Closed NitramC closed 3 years ago

NitramC commented 3 years ago

Hi Nate,

I tried to port over the "validator" concept from pymeasure. It seems like a fairly straight forward and extensible way to validate user input. Perhaps even things like check_enums could be rolled into it, but that seems a bit complicated at the moment...

I tried to preserve all the functionality of the previous Facet. I have no experience with unit testing, but it sounds like it would be a good way to test if I have broken anything... Do you have any old unit tests?

While I was implementing validators, I also tried to make the get and set methods/algorithms as close to mirrors of each other as possible. It seemed like it could be easier for newbies to understand the code if getting was almost the inverse of setting -- understand one, and you understand the other for free.

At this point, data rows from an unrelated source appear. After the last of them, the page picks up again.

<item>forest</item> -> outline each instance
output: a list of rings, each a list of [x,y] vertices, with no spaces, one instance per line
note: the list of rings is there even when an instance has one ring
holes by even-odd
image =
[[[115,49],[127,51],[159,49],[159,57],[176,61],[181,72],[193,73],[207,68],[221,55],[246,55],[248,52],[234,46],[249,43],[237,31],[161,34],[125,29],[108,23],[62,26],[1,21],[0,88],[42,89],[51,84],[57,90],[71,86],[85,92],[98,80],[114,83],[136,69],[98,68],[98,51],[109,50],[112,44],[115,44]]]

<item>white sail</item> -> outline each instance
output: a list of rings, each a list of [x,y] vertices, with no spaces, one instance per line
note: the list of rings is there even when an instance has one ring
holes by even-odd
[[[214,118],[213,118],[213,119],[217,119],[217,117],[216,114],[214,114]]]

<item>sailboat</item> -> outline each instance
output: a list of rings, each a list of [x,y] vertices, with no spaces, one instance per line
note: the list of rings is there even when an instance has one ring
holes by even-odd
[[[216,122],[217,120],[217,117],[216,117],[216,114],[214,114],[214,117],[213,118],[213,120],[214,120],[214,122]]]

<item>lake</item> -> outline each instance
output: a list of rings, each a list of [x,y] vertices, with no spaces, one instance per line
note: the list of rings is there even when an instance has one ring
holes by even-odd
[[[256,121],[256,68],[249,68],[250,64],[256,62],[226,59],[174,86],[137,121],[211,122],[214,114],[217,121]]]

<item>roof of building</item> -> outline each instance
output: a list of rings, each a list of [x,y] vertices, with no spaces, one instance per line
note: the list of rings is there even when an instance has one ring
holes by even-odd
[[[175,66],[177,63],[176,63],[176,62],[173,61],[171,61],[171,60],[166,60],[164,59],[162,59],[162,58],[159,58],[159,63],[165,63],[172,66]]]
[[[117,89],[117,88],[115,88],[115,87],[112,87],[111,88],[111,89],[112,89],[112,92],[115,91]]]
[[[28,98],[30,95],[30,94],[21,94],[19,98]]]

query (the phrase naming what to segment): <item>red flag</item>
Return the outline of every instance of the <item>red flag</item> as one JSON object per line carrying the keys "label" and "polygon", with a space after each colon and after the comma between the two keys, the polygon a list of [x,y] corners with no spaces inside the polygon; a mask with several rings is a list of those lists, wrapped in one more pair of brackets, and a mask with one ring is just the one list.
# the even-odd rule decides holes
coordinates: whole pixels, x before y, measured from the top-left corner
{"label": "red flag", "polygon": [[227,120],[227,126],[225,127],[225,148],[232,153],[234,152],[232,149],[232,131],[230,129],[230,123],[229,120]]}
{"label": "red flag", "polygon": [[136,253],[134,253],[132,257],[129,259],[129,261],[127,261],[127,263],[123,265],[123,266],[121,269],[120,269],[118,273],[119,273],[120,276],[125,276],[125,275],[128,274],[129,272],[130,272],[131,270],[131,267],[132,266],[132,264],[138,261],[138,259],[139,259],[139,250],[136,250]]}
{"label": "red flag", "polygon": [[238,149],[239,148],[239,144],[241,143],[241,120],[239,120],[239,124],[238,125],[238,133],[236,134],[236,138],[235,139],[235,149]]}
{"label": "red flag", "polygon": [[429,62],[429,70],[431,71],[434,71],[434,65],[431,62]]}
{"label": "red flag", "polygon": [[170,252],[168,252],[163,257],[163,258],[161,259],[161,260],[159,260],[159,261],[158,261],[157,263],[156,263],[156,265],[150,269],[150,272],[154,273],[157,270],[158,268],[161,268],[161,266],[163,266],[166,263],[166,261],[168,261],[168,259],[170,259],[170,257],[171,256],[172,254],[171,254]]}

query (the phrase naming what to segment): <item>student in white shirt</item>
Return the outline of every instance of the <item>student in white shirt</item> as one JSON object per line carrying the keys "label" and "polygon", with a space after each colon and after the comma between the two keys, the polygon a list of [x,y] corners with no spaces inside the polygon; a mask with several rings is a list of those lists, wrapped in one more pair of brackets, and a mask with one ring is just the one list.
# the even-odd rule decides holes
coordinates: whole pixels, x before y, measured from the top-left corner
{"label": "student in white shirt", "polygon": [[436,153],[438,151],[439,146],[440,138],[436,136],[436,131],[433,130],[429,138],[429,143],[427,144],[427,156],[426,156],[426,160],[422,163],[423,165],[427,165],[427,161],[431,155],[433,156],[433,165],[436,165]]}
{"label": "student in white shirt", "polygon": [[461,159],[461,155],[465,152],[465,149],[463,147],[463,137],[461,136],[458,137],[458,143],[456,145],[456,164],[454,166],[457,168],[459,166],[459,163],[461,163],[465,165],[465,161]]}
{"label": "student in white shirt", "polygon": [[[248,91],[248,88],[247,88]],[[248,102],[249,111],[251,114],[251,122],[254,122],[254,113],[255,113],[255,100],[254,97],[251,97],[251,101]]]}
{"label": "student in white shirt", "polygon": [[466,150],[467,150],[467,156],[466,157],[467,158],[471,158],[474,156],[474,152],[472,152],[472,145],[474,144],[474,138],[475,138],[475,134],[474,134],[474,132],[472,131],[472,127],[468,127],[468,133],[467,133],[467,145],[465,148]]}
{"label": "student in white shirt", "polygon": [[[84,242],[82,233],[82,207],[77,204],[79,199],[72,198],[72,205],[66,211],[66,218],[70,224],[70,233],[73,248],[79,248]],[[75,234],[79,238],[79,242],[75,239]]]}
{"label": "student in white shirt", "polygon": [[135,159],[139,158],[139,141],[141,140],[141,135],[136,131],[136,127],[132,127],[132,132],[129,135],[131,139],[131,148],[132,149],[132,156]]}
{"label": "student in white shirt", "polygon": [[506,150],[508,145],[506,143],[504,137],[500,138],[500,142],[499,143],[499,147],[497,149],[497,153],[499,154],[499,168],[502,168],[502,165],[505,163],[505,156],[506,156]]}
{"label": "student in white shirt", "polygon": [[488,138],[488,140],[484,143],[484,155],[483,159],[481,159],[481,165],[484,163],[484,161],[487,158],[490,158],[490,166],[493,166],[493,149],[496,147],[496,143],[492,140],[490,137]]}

Sorry the pull request is a bit messy... It took me a while to appreciate the complexity of dealing with unitful quantities and caching their values. I also needed to get up to speed with python properties, which is why the getter/setter were deleted then readded :)

It would be great if you could shed some light on the purpose of the FacetData class. Could this data be stored in an instance of Facet instead? Or, maybe, should all the instance variables of Facet be stored in a FacetData instance?

-Martin

NitramC commented 3 years ago

Let me just clean this all up and make a new pull request.

natezb commented 3 years ago

Hi Martin, sorry I'm only getting around to this now. It's been awhile since I've thought much about this stuff, so it'll take a bit to refresh my cache.

FacetData is necessary because of how Python descriptors (like Facet and property) work, specifically that instances of Facet are associated with an Instrument class, not an instance. That's why __get__() requires the obj parameter.

So, a FacetData instance is used to contain the per-instrument-instance data associated with a given facet.

NitramC commented 3 years ago

Thanks for clarifying that. It is all starting to make more sense... I can see now why you were suggesting using FacetData for storing dynamic limits. I think that is a good idea.